By TOM D'ANTONI // Pianist, counselor, scholar and professor, Nicholas Grier brings a musical celebration of Juneteenth the the 1905 club on June 19th..
Glad you found us after a couple of weeks off, OMN’s Coffeeshop Conversations is back. Paul K Ward is at the control in his Studio Blue Productions headquarters, I am still at my desk on NW Lovejoy Stret because I’m not quitte ready to return to the world.
With Paul is today’s guest Nichollas Grier, pianist, a mental health therapist, professor of Practical Theology and counselling at Claremont School of Theology and a councelor at the Bishop Wellness center at Wilamette University.
He has a presentation at the 1905 club, it’s called Juneteenth Emancipation Jazz Concert on Thursday, Jun 19th and Professor Grier is with Paul in the studio to tell us all about it.
Editor's note.
From Nicholas:
“I should have given credit to Dr. Carroll Watkins Ali when I gave credit to Dr. Marsha Foster for the work we are doing with the Above Ground Emancipation Movement project. It is important that I underscore Watkins Ali’s contribution. Here is why.
“Dr. Watkins Ali first came up with the analogy that the work of emotional and psychological healing for black people in the United States is as important as the work of freeing enslaved black people through the Underground Railroad. Then, Dr.

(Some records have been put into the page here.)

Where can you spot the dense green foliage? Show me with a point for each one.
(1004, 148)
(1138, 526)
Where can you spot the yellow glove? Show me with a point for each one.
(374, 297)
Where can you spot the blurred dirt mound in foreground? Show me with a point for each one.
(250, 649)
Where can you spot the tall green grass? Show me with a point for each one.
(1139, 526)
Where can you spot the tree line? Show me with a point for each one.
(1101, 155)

Foster added that we should call ourselves the “Above Ground” group to honor the history of the Underground Railroad and create resonance with this current moment in US history. We later adopted the name “Above Ground Emancipation Movement.”

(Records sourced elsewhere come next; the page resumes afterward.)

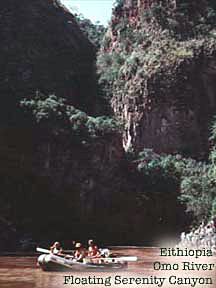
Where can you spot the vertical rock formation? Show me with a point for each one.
(163, 88)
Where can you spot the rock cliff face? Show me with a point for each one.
(164, 85)
(42, 48)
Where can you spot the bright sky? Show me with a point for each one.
(95, 10)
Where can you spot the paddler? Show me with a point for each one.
(93, 251)
(56, 249)
(80, 252)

A note from Paul: “Mark Twain once said that history does not repeat itself, but it often rhymes. The naming of the Above Ground Emancipation Movement seems to us a conscious effort to create a rhyme that can build awareness and motion towards a deeper and more healing understanding of our collective history in the United States, a history that must be told with stories of all the souls who have dwelled here.”